# Turkey breast up or b down ?



## smokedd

I've heard so many different opinions on this.  Last one I got  was to cook breast Down but take a fork to the inside of the bird (breast side)so the juice for dark meat fall and gets absorbed into the white meat.    Any tips on placement?


----------



## themule69

I have done breast up, breast down and on a vertical rack. I prefer the vertical rack fallowed by breast up. It is all a matter of preference so go with what you want. I don't see the fork thinggy helping.

Happy smoken.

David


----------



## rdknb

I do mine breast up, but I would bet it really would not make a difference.  Let us know what you decide and take pictures :)


----------



## dirtsailor2003

I do mine breast up, but I spatchcock the bird. How's that for throwing another wrench into the mix!


----------



## noboundaries

I've done both.  Here's what I've learned in 40 years of cooking turkeys.

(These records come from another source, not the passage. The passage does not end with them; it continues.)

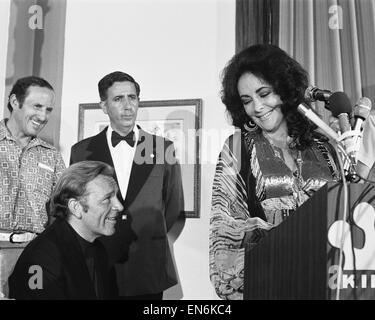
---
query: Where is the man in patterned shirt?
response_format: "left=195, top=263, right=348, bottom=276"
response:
left=0, top=76, right=65, bottom=293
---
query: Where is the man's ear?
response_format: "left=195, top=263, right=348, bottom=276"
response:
left=9, top=93, right=20, bottom=110
left=99, top=101, right=108, bottom=114
left=68, top=198, right=83, bottom=219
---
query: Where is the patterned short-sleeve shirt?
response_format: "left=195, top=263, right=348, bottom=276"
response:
left=0, top=120, right=65, bottom=233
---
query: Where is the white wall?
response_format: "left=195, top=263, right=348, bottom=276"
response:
left=60, top=0, right=235, bottom=299
left=0, top=0, right=10, bottom=118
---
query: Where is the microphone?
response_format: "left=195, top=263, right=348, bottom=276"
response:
left=297, top=103, right=339, bottom=141
left=328, top=92, right=355, bottom=170
left=351, top=97, right=372, bottom=163
left=305, top=86, right=332, bottom=102
left=354, top=97, right=372, bottom=133
left=328, top=91, right=352, bottom=133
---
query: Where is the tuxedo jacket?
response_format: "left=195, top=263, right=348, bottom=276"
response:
left=70, top=128, right=183, bottom=296
left=9, top=218, right=115, bottom=300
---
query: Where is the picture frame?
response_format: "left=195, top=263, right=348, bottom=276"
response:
left=78, top=99, right=202, bottom=218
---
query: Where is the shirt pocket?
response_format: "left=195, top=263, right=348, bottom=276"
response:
left=34, top=162, right=55, bottom=198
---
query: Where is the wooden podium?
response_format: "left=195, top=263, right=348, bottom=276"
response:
left=0, top=241, right=26, bottom=297
left=244, top=183, right=375, bottom=300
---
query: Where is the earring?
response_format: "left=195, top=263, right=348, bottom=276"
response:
left=243, top=119, right=258, bottom=132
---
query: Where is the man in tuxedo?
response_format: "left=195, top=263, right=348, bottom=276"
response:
left=9, top=161, right=123, bottom=300
left=70, top=71, right=183, bottom=300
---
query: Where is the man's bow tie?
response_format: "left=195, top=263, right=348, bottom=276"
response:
left=111, top=131, right=135, bottom=147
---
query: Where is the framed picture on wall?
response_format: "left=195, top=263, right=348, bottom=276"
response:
left=78, top=99, right=202, bottom=218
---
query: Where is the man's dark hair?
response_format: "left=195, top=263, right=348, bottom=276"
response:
left=50, top=161, right=114, bottom=219
left=98, top=71, right=141, bottom=101
left=8, top=76, right=54, bottom=113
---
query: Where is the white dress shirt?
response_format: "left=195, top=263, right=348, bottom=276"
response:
left=107, top=125, right=139, bottom=199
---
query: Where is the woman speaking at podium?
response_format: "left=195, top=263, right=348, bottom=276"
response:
left=210, top=45, right=339, bottom=299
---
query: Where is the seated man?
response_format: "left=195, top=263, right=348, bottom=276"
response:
left=9, top=161, right=123, bottom=299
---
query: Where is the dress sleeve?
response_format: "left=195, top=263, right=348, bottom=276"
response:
left=209, top=133, right=272, bottom=300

1.  Breast up or down makes no difference in juiciness contrary to some of the advice out there.  Brining is about the only way you can impact the juiciness of the breast.   

2.  Whatever is on top will generally cook a little faster. 

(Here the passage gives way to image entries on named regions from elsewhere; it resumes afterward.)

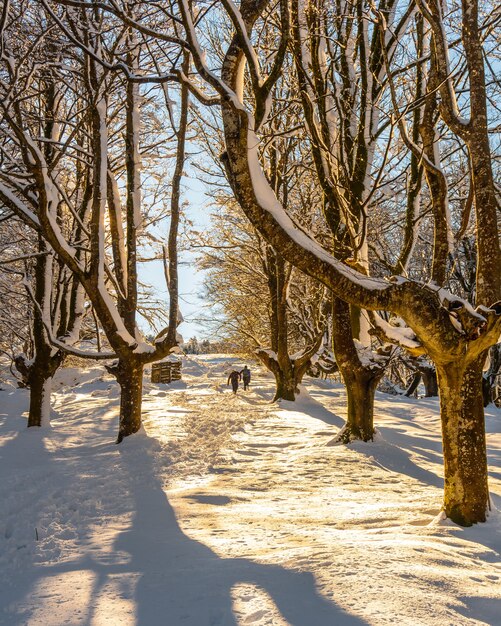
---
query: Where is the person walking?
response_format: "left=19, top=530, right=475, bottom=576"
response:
left=226, top=370, right=241, bottom=394
left=240, top=365, right=250, bottom=391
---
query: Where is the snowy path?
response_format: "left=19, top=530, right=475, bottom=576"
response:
left=0, top=361, right=501, bottom=626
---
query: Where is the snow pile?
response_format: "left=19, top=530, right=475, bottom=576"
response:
left=0, top=357, right=501, bottom=626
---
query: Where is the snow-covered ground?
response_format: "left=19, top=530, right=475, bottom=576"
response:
left=0, top=357, right=501, bottom=626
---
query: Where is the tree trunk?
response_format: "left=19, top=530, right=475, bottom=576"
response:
left=111, top=359, right=144, bottom=443
left=273, top=368, right=297, bottom=402
left=419, top=367, right=438, bottom=398
left=405, top=372, right=421, bottom=398
left=332, top=297, right=384, bottom=443
left=437, top=356, right=489, bottom=526
left=339, top=371, right=381, bottom=443
left=28, top=367, right=52, bottom=428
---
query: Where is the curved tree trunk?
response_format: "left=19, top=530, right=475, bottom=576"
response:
left=273, top=366, right=297, bottom=402
left=28, top=367, right=52, bottom=428
left=419, top=367, right=438, bottom=398
left=332, top=297, right=384, bottom=443
left=107, top=359, right=144, bottom=443
left=339, top=368, right=381, bottom=443
left=437, top=356, right=489, bottom=526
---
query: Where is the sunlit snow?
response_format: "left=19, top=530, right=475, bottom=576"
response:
left=0, top=357, right=501, bottom=626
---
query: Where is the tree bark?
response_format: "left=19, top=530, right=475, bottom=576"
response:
left=107, top=359, right=144, bottom=443
left=273, top=367, right=297, bottom=402
left=332, top=297, right=384, bottom=443
left=437, top=353, right=489, bottom=526
left=28, top=366, right=52, bottom=428
left=339, top=368, right=381, bottom=443
left=419, top=367, right=438, bottom=398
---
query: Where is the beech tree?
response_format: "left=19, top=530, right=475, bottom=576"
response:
left=171, top=0, right=501, bottom=525
left=0, top=2, right=188, bottom=442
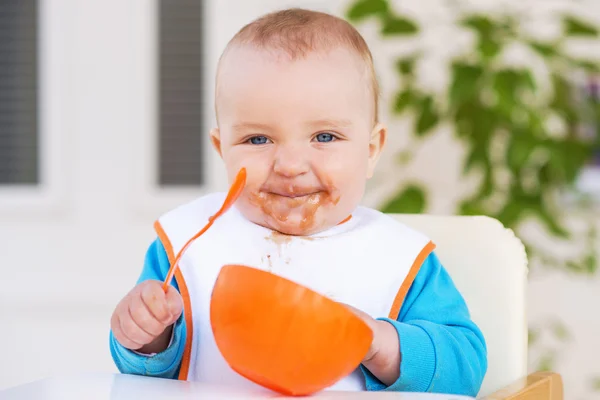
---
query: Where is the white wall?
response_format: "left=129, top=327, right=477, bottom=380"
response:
left=0, top=0, right=600, bottom=399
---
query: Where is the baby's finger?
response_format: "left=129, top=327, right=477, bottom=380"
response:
left=111, top=315, right=143, bottom=350
left=129, top=294, right=166, bottom=337
left=141, top=283, right=171, bottom=324
left=166, top=286, right=183, bottom=323
left=120, top=306, right=154, bottom=344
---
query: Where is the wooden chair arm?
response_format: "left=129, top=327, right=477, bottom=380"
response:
left=484, top=372, right=563, bottom=400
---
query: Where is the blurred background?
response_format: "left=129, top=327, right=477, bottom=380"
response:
left=0, top=0, right=600, bottom=400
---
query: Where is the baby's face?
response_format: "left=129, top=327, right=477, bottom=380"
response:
left=211, top=47, right=385, bottom=235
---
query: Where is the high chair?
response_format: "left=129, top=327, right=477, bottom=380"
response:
left=393, top=214, right=563, bottom=400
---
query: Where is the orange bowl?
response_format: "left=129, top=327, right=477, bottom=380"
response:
left=210, top=265, right=373, bottom=396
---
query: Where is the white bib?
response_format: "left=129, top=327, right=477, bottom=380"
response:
left=155, top=193, right=434, bottom=390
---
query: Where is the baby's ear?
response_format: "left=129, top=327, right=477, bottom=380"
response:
left=367, top=123, right=387, bottom=178
left=210, top=128, right=223, bottom=157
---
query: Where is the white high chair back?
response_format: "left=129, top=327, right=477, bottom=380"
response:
left=393, top=214, right=527, bottom=396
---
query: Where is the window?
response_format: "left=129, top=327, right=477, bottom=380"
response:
left=0, top=0, right=39, bottom=185
left=158, top=0, right=205, bottom=187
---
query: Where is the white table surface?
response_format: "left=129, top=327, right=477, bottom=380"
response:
left=0, top=374, right=472, bottom=400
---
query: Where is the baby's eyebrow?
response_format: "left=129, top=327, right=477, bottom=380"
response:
left=231, top=122, right=271, bottom=131
left=308, top=119, right=352, bottom=129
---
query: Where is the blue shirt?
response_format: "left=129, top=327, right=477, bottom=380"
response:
left=110, top=239, right=487, bottom=396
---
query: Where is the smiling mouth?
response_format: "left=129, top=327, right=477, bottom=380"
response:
left=268, top=191, right=320, bottom=200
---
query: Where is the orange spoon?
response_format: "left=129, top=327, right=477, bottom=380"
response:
left=163, top=168, right=246, bottom=292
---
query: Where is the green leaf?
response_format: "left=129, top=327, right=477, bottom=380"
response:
left=529, top=201, right=570, bottom=239
left=396, top=55, right=417, bottom=76
left=525, top=40, right=559, bottom=58
left=381, top=16, right=419, bottom=36
left=449, top=62, right=484, bottom=109
left=506, top=130, right=538, bottom=172
left=415, top=96, right=440, bottom=137
left=583, top=251, right=598, bottom=275
left=493, top=68, right=536, bottom=116
left=346, top=0, right=388, bottom=22
left=396, top=149, right=415, bottom=165
left=460, top=15, right=496, bottom=36
left=477, top=36, right=503, bottom=60
left=571, top=60, right=600, bottom=73
left=496, top=199, right=525, bottom=228
left=393, top=89, right=419, bottom=115
left=458, top=200, right=487, bottom=215
left=562, top=15, right=598, bottom=37
left=381, top=184, right=426, bottom=214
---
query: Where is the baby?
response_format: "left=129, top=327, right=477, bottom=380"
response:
left=110, top=9, right=487, bottom=396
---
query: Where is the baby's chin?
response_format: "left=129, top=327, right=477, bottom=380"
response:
left=265, top=211, right=328, bottom=236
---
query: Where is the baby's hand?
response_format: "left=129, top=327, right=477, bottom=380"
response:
left=343, top=303, right=389, bottom=363
left=110, top=280, right=183, bottom=353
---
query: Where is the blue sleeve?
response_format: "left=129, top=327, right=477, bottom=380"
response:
left=362, top=253, right=487, bottom=396
left=109, top=239, right=186, bottom=379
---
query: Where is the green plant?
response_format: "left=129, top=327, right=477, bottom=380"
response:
left=347, top=0, right=600, bottom=273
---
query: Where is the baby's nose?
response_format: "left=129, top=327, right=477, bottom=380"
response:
left=273, top=147, right=310, bottom=178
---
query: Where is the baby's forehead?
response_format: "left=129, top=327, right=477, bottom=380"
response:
left=216, top=45, right=373, bottom=96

3.  The bone density in the thighs means they'll cook slower.

4. Using a turkey rack, turkey cannon, vertical rack, or beer-canning a turkey tends to even out the temp differences between the breast and thighs, but not eliminate them. 

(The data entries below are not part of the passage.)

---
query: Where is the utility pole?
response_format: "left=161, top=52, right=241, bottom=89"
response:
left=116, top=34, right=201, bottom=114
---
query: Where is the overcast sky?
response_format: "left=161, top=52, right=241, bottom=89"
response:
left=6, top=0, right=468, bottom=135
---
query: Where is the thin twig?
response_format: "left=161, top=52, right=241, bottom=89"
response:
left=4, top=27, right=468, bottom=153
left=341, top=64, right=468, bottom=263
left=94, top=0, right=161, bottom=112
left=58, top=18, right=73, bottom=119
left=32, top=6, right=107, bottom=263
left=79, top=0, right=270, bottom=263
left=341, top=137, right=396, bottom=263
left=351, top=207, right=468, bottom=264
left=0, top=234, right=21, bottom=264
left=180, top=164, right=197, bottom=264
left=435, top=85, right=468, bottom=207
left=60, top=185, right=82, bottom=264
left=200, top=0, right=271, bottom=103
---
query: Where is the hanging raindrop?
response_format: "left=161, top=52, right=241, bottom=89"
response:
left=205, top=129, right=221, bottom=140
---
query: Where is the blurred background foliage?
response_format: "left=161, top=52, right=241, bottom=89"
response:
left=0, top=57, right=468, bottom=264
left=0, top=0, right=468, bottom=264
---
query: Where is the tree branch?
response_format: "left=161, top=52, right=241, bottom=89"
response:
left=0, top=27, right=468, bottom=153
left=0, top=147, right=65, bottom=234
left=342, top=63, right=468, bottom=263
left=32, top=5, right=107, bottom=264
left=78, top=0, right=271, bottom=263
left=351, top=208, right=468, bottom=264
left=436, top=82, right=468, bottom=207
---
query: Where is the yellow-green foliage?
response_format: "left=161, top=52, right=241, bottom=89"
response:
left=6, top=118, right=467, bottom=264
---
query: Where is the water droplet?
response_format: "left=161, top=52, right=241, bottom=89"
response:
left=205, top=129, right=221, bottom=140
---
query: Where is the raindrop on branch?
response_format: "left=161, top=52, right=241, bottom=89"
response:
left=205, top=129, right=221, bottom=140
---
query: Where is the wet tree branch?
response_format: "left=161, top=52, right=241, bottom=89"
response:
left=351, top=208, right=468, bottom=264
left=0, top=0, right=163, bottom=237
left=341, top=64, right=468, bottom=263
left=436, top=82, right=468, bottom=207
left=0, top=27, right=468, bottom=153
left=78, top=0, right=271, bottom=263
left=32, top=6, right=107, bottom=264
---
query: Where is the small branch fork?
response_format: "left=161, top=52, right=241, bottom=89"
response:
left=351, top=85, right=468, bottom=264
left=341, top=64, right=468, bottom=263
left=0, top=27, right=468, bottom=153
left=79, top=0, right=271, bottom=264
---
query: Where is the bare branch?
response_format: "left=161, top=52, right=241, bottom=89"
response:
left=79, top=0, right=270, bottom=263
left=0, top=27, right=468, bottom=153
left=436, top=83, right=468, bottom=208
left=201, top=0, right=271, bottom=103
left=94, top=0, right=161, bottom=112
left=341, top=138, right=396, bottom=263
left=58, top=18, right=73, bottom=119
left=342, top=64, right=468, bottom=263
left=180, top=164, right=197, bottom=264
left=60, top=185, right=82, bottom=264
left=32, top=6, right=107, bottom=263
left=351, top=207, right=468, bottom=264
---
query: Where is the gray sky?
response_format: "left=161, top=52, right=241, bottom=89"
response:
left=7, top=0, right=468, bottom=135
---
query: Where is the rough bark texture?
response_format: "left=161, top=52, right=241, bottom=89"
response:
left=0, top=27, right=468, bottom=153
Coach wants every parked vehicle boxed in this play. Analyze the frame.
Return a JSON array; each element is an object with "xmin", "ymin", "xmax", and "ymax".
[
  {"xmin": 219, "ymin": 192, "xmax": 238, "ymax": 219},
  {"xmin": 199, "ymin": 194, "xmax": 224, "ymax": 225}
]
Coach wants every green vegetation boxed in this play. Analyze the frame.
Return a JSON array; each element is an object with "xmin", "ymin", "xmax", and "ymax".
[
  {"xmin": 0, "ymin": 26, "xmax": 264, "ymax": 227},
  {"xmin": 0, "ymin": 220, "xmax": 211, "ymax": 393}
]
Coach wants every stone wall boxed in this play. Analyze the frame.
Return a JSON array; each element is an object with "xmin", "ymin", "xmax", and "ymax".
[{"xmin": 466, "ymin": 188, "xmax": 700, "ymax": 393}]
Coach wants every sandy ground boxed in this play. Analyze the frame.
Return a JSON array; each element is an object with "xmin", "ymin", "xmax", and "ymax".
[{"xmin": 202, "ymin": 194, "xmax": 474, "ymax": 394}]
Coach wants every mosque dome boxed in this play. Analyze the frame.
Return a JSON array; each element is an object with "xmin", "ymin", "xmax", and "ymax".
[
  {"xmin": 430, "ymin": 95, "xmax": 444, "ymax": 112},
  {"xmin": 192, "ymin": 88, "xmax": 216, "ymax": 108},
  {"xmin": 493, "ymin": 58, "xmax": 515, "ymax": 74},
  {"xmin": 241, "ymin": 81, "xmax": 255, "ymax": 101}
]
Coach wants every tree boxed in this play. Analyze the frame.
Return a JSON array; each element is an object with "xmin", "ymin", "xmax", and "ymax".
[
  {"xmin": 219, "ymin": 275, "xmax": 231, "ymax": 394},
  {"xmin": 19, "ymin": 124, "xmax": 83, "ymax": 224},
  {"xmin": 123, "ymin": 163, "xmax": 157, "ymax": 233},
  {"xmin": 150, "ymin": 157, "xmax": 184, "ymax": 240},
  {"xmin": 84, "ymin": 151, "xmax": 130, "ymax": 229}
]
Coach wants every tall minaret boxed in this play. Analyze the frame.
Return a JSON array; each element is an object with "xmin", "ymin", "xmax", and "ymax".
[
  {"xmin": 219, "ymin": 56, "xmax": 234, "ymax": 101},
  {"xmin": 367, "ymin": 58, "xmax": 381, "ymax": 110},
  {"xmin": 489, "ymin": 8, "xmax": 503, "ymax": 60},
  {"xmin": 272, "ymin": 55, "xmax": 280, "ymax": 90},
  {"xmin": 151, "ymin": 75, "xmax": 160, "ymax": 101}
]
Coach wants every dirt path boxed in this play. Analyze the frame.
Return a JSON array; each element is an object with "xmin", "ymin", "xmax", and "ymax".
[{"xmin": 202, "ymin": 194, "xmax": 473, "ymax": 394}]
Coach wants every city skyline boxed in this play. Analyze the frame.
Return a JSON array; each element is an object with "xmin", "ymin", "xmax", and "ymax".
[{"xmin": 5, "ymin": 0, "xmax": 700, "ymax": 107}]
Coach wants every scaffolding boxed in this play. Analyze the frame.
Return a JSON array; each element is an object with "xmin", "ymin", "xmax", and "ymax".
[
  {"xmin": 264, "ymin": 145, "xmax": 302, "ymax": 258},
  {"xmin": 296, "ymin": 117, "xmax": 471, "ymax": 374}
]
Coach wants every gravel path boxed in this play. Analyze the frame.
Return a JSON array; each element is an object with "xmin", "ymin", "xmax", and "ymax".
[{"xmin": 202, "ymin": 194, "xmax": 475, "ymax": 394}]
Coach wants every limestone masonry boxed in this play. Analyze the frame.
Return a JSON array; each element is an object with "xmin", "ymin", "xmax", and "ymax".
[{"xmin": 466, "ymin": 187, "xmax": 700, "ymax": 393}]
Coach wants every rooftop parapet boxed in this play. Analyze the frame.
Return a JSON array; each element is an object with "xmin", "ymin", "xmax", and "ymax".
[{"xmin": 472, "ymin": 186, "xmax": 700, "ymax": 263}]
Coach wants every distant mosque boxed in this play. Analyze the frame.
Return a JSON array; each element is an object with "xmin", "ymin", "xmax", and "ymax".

5.  If the bottom of the turkey is shielded from direct heat because you are smoking or roasting it in a pan filled with veggies, whatever is on bottom (breast or thighs) will cook even slower than the top.

I use a turkey cannon and put the drip pan filled with seasoned veggies and some cheap white wine on the grate below the turkey to catch the drippings, roast the veggies, and flavor the drippings even more.     

I smoke, roast, or smoke/roast breast side up.


----------



## red dog

One of the best turkeys I ever did was vertical with a beercan turkey rack. I do think it depends on what type of smoker you are using though. Case's suggestion of spatchcocking is a good one if your smoker has a big enough rack to hold a splayed out bird.


----------



## oldschoolbbq

Yes, think of rising heat... if cooked with a Tall Boy Can up it's rear , it will have the Legs and Thighs done at the same time the Breast is , no waiting and chance  getting the Breast over done.

As stated by Reddog , this is about the easiest way for Chickens or Turkeys.

Hope all goes well, have fun and . . .


----------